Haiti News

The following is a shortened version of an e-mail from Coast Guard Ensign Christopher Pince, 22, who is aboard the Tahoma, a U.S. Coast Guard cutter that has been dispatched to Haiti to assist earthquake victims.  Christopher e-mailed this letter to his fiance on Saturday, January 16.  A Warm Beach resident brought this message in to share with you.

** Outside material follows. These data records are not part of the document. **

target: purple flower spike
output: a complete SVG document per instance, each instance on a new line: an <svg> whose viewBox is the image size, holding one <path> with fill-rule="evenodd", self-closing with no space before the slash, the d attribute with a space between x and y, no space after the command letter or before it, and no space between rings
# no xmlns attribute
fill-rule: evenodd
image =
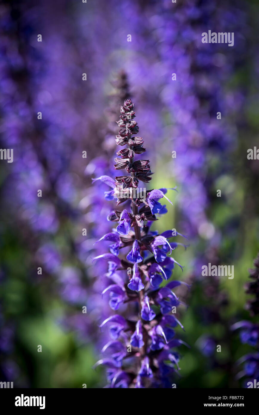
<svg viewBox="0 0 259 415"><path fill-rule="evenodd" d="M127 259L130 262L138 263L142 262L143 258L140 255L139 243L137 239L133 242L132 249L127 256Z"/></svg>
<svg viewBox="0 0 259 415"><path fill-rule="evenodd" d="M125 298L125 294L122 288L116 284L109 286L104 290L102 294L109 291L110 300L109 304L111 308L113 310L117 310L122 303L123 303Z"/></svg>
<svg viewBox="0 0 259 415"><path fill-rule="evenodd" d="M139 374L139 376L143 376L148 378L153 377L153 373L149 366L149 360L147 356L144 357L142 361Z"/></svg>
<svg viewBox="0 0 259 415"><path fill-rule="evenodd" d="M132 291L141 291L145 288L144 284L141 281L140 273L137 264L134 264L133 266L133 276L128 284L128 287Z"/></svg>
<svg viewBox="0 0 259 415"><path fill-rule="evenodd" d="M162 198L165 198L169 202L170 202L171 205L173 203L169 199L168 199L166 196L165 196L163 192L158 189L154 189L151 190L148 194L147 198L147 202L148 203L149 206L151 209L151 212L153 215L156 213L163 213L163 210L164 206L162 206L157 201ZM165 212L166 213L166 212Z"/></svg>
<svg viewBox="0 0 259 415"><path fill-rule="evenodd" d="M116 230L120 235L127 235L130 230L131 220L126 210L122 210Z"/></svg>
<svg viewBox="0 0 259 415"><path fill-rule="evenodd" d="M140 320L139 320L136 325L136 330L130 338L130 344L134 347L138 347L139 349L140 349L144 345Z"/></svg>
<svg viewBox="0 0 259 415"><path fill-rule="evenodd" d="M141 318L143 318L143 320L151 321L155 317L156 313L154 312L153 310L150 308L148 298L146 296L144 300L144 303L141 310Z"/></svg>
<svg viewBox="0 0 259 415"><path fill-rule="evenodd" d="M133 119L135 113L132 101L126 99L121 107L116 142L118 146L127 146L117 151L120 159L116 158L114 166L116 170L125 171L116 176L115 181L107 176L98 179L112 188L111 192L117 197L116 206L127 202L127 209L115 208L107 216L108 221L118 222L117 233L107 233L99 240L112 242L111 253L101 253L94 259L108 261L108 272L104 275L100 272L102 293L109 294L110 308L121 309L124 316L108 317L100 325L101 328L108 327L112 341L105 342L102 351L104 357L98 364L107 367L107 388L171 388L174 374L179 370L175 348L186 345L175 338L173 328L180 325L183 329L172 315L173 306L183 303L172 291L181 282L171 281L166 287L159 287L163 279L170 278L175 263L178 264L167 255L181 244L168 242L168 239L176 236L172 231L159 234L150 230L157 220L155 214L167 211L165 205L158 202L167 198L167 189L147 190L146 199L135 191L139 181L149 183L153 174L149 160L134 159L135 154L146 151L142 147L142 137L134 136L139 129ZM104 301L106 297L104 296ZM152 309L154 307L156 312ZM104 332L106 334L107 330ZM129 343L132 350L128 349ZM128 357L130 362L126 360Z"/></svg>

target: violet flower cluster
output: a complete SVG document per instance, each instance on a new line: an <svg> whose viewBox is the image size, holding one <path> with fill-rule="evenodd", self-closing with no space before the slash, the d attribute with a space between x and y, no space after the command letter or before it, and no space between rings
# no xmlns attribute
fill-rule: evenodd
<svg viewBox="0 0 259 415"><path fill-rule="evenodd" d="M183 327L174 315L181 302L173 290L184 283L172 281L160 286L170 278L175 263L182 269L168 256L178 244L168 239L179 234L167 230L159 234L150 230L156 214L167 212L161 199L171 202L165 195L166 189L147 190L145 198L136 191L139 182L148 183L152 173L149 160L135 159L145 149L142 137L134 137L139 127L130 99L125 100L120 112L116 141L127 147L117 152L120 158L115 159L115 168L130 174L117 176L115 180L105 175L94 179L110 188L106 198L117 197L117 205L131 202L130 209L115 209L108 215L116 229L100 240L110 243L110 253L94 259L108 262L106 276L110 283L102 294L109 295L110 307L115 312L100 325L108 327L110 339L96 364L107 367L108 388L169 388L172 375L179 369L175 348L183 343L175 338L173 328L178 324ZM120 251L125 251L120 257Z"/></svg>
<svg viewBox="0 0 259 415"><path fill-rule="evenodd" d="M259 315L259 254L254 262L254 268L249 270L249 277L252 281L245 286L246 292L253 297L248 300L245 308L249 310L252 317ZM249 387L249 382L253 385L254 379L259 381L259 325L252 321L243 320L233 325L232 330L239 330L240 341L255 348L254 352L249 353L240 359L238 364L243 364L243 370L237 377L245 377L245 388ZM253 387L253 386L252 387Z"/></svg>

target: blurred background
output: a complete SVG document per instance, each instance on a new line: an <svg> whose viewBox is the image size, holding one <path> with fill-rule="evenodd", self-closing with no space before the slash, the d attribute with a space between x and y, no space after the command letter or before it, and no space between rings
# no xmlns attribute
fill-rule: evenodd
<svg viewBox="0 0 259 415"><path fill-rule="evenodd" d="M0 145L13 161L0 161L0 381L105 385L92 368L106 271L92 261L111 207L91 179L114 175L130 97L152 188L177 186L156 229L188 238L173 253L173 278L192 284L177 387L243 386L237 361L256 342L231 327L257 322L244 286L259 248L259 162L247 157L259 146L258 16L255 0L2 2ZM203 44L209 30L234 32L234 46ZM202 277L209 263L234 278Z"/></svg>

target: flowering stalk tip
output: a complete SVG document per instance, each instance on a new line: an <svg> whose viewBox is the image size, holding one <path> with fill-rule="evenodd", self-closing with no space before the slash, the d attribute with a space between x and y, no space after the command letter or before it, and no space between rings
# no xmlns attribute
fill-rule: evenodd
<svg viewBox="0 0 259 415"><path fill-rule="evenodd" d="M110 307L118 313L100 325L102 329L109 327L113 341L104 347L104 358L98 364L108 367L108 387L169 388L171 378L179 369L179 356L175 348L183 344L174 338L171 327L179 325L183 328L171 314L173 308L181 304L172 290L182 283L160 286L170 278L175 263L182 269L168 254L183 244L168 240L174 236L171 231L159 234L150 230L157 220L156 214L167 211L159 201L164 197L169 200L165 196L167 189L148 190L145 199L128 191L137 188L139 181L149 183L152 174L149 160L135 159L136 154L146 151L142 137L135 135L139 131L135 116L131 100L126 100L120 107L116 142L127 147L117 152L120 158L115 159L114 168L124 169L128 174L117 176L115 181L107 176L95 179L112 188L110 192L117 195L117 205L127 204L126 208L115 210L108 216L108 220L117 222L112 232L101 238L112 242L110 253L94 259L108 262L107 286L102 295L109 295ZM127 253L124 253L125 250Z"/></svg>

Shortly after I e-mailed you this morning, I was told I was going to be on one of the boarding teams going over this morning.  Soon you couldn't even see water, it was just trash and debris.  We were dropped off at the Haitian Coast Guard base...or what was left of it.  It really was just a couple ruined buildings and a dock.  As you looked around all you could see were uprooted trees and deserted huts, most of which were completely in ruins.  I passed several huge stone buildings that were destroyed and looked like they were about to fall over at the slightest breeze.

 

As we got closer to the building that we had set up as our makeshift clinic, the silence was broken by the sounds of people, but it wasn't the normal sounds you hear from people...they were screams, wailing, crying and desperate calls for what had to be help.  I knew I was going to be walking into a destroyed third world country, but nothing could hav eprepared me for what I saw at the clinic.  The stench inside was incredible.  It smelled like garbage (which turned out to be rotting flesh) and then mixed with bleach, which is what we used to clean the floors and tables.  I grabbed splints, gauze, bandages, disinfecting solutions and other supplies and headed back outside.  From that point on we just went from person to person, splinting arms, cleaning and bandaging woundes, and comforting and giving water to everyone we could find.  It was like walking into a nightmare.  I had to stop and pray several times, just for the strength to keep going.

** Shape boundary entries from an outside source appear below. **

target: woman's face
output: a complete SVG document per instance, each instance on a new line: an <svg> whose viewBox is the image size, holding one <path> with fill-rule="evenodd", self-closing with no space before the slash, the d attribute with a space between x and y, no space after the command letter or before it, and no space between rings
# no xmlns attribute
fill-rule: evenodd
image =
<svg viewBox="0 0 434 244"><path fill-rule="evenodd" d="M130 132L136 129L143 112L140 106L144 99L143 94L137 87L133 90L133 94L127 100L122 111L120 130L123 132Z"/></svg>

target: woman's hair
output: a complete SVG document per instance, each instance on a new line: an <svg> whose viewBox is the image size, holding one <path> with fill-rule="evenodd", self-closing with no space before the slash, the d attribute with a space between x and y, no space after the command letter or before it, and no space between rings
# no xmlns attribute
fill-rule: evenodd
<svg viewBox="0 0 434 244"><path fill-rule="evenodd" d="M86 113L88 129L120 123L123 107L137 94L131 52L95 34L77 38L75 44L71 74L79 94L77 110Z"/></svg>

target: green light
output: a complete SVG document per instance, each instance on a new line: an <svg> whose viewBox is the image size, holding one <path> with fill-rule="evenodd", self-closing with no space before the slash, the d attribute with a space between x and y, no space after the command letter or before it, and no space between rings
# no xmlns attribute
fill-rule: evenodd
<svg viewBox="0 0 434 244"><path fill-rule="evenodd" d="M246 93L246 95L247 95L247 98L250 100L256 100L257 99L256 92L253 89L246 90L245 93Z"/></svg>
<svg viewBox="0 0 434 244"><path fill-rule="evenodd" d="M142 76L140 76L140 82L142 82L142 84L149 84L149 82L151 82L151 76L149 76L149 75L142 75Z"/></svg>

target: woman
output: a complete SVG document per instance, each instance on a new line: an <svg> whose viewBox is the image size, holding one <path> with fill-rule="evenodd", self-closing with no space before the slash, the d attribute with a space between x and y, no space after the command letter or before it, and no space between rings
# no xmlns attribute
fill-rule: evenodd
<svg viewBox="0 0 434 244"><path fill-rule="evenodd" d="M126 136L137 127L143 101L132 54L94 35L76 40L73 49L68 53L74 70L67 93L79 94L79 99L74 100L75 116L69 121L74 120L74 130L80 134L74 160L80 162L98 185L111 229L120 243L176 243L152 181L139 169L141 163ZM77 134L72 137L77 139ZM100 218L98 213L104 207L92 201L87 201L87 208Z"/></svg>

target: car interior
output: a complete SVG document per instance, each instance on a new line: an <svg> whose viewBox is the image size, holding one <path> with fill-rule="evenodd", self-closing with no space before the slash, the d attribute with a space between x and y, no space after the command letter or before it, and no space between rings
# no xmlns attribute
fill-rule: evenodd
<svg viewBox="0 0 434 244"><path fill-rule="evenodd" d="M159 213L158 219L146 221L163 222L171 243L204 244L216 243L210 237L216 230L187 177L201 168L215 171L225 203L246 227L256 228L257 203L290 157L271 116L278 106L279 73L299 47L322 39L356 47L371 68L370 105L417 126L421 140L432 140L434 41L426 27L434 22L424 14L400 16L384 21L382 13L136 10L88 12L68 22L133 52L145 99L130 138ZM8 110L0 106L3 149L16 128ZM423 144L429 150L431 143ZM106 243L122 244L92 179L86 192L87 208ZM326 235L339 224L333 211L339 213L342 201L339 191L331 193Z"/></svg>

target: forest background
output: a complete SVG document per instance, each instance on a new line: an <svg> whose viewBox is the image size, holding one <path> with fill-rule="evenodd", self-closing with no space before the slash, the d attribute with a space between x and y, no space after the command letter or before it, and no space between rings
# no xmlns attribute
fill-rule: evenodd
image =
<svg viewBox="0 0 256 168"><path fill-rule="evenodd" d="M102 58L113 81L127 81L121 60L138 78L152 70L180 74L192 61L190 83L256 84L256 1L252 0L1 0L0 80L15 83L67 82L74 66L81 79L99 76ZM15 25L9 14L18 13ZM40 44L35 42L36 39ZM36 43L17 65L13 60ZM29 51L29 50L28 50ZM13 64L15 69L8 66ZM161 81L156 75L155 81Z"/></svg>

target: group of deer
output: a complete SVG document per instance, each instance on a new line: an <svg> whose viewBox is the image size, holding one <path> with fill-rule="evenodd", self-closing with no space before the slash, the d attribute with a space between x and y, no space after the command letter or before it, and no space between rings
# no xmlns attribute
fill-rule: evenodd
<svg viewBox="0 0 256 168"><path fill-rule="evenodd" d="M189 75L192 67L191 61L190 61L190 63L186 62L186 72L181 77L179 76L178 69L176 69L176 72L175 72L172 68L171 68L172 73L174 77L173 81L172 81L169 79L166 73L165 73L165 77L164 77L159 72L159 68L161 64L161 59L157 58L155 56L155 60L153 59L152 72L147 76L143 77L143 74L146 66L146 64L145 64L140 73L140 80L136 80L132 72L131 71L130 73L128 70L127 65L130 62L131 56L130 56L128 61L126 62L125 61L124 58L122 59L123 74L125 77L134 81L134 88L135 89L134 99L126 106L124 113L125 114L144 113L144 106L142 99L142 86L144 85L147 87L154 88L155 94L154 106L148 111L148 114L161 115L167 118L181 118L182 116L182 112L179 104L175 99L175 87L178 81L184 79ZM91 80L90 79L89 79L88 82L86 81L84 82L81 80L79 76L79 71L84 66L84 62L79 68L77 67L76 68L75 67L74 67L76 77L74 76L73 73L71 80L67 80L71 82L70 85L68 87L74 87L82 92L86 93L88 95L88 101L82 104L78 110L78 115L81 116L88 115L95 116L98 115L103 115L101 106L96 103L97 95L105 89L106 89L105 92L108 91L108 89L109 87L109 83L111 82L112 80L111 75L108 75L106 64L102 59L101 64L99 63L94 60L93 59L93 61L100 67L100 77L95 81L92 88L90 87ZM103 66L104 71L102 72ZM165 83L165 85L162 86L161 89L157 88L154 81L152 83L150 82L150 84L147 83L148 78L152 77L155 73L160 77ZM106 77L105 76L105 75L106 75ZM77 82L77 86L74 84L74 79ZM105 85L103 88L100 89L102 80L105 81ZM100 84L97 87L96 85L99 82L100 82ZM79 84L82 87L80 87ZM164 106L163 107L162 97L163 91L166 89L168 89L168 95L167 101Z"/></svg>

I was cleaning a wound on a small boy, and a man with a broken leg was talking to me.  He kept telling me how he "loved Americans" and how "God will bless America forever."  Everyone I saw, even if they didn't know any English, were just so thankful.  One thing I want you to know is that every day Captain will ask us who wants to go over the next day, and everyone raises their hand.  That's the kind of people that are working down here right now.  They are devoted to their job and helping people.  This is why we signed up.